The same power of digital communication that is disrupting the commercial marketplace is empowering direct citizen participation in government. Whether enabling on-demand assistance, real-time information, or communications with legislators, much of what is empowering this new wave of citizen participation has its roots in open source.

In the last few years, governments across Canada have turned to flexible open source solutions. Open source software is freely distributed, and its open codebase provides an engine for innovation, as any developer can create improvements and share their work back with the larger community of users.

Municipalities like St. John and Ottawa are using the Drupal open source platform to provide government services online with greater speed and flexibility. Ottawa moved to Drupal in November 2012, introducing a responsive design that enables an optimal experience across mobile devices, tablets and desktops.

Use of Drupal has increased dramatically among provinces and federally, particularly in light of the Open Government Strategy, which encourages federal departments to adopt solutions that promote open information, open data and open government. Open source apps are enabling people to explore the wild, get updated train arrival times, access government research and publications, and bid on government contracts.

The agility that open source provides helps speed government digital initiatives to market. This provides a network effect that’s unmatched, and not limited to a department’s IT team or project budget. With open source, projects can be prototyped and tested inexpensively and quickly, which can help get a public sector site launched in a fraction of the time. In Drupal’s case, more than 30,000 developers have contributed code. That’s why open source can be a critical asset for capturing the opportunities that new technology presents.

Driving innovation
The crowd-sourced efforts of the contributor community are helping improve citizen services. The Web Experience Toolkit is an open source code library developed to help federal departments build websites that are accessible and optimized for mobile devices. Those using the toolkit are standards-compliant and aligned with Treasury Board of Canada Secretariat’s Web Standards protocol, which helps them get ahead of the game as Canada.ca seeks to consolidate information and resources with a common, open framework. Health Canada and Statistics Canada recently implemented sites with the toolkit.

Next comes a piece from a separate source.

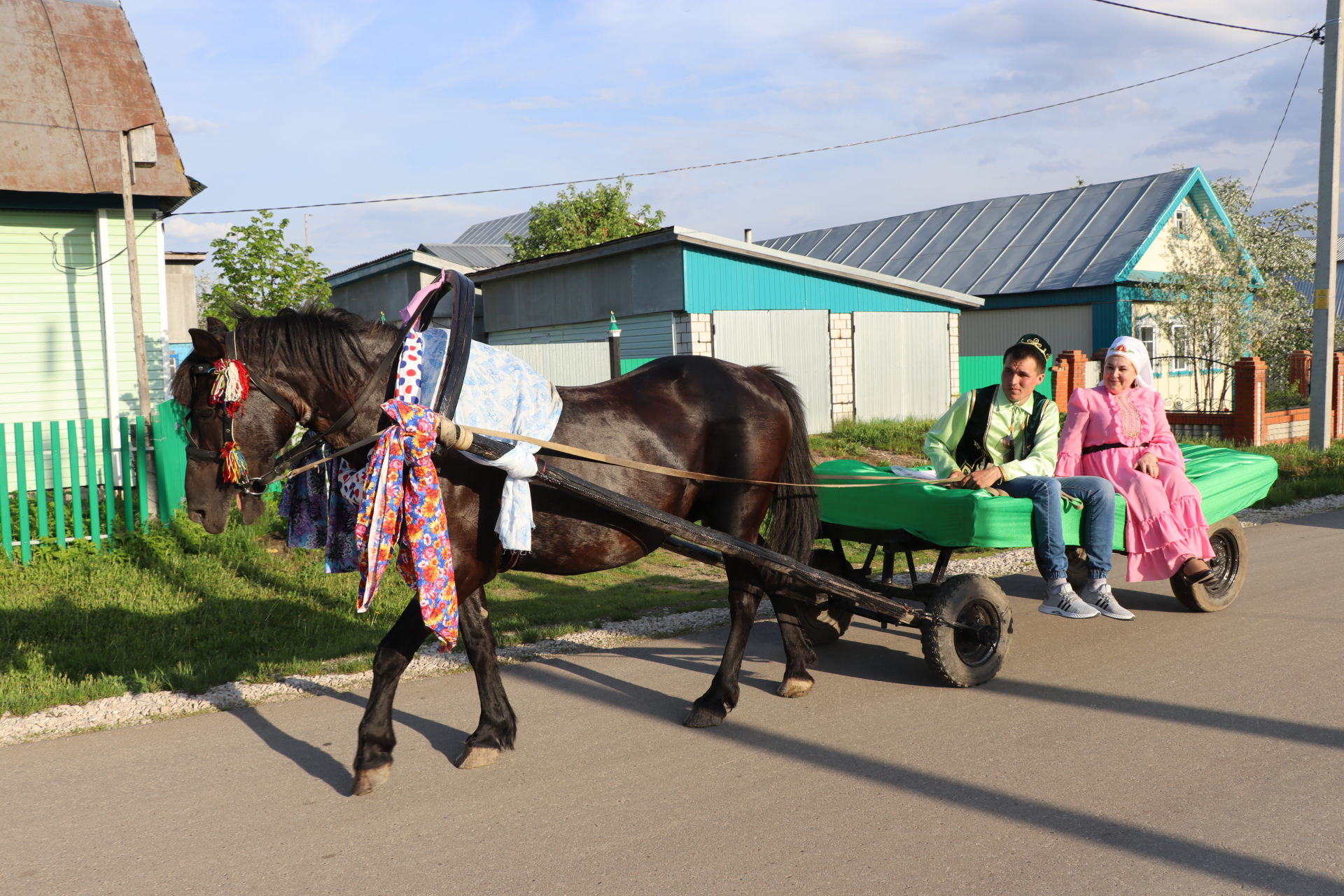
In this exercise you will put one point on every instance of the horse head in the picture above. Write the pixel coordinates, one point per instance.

At the provincial level, Ontario.ca is using the toolkit to deliver a highly engaging, attractive and easy to use site for citizens. In 2013, Ontario introduced a bold, streamlined portal that dramatically improves the user experience. Instead of offering a large menu of options on its home screen, Ontario.ca presents visitors with one simple search bar, putting the onus not on the visitor, but on the platform and systems to make it easy for constituents to find what they want.

Empowering collaboration
Canada’s Open Data initiative makes all kinds of government-sourced data available freely to everyone, making the creation of civic apps possible. The innovation isn’t limited by the capacity of government or private sector workers. Intra-governmental collaboration creates efficiencies that lower total cost of ownership for everyone. Scores of apps have already been developed based on open data – many delivering real-time information – making it easy to find out the wait times at border crossings or access home buying advice and resources. Apps exist to deliver transit line updates, share city snow plowing and trash collection status, or enable citizens to report incidents to law enforcement.

Security through transparency
No doubt security remains a core issue for IT departments at all levels of government, and open source offers greater transparency and ability to audit security processes than can be found in proprietary counterparts. Having your code open to anyone can result in greatly improved security. Simply put, anyone can find and fix a problem; that puts thousands of developers in play to ensuring application security.

With Drupal, changes to the core application go through an extensive peer-review process before they’re committed. The Drupal Security Team, a volunteer team of dozens of security experts, assists in handling security issues across the Drupal project and its contributed, plug-in modules.

Getting started in open source is as easy as connecting with members of the community and downloading the software. Seek out a MeetUp or head to a one-day training session.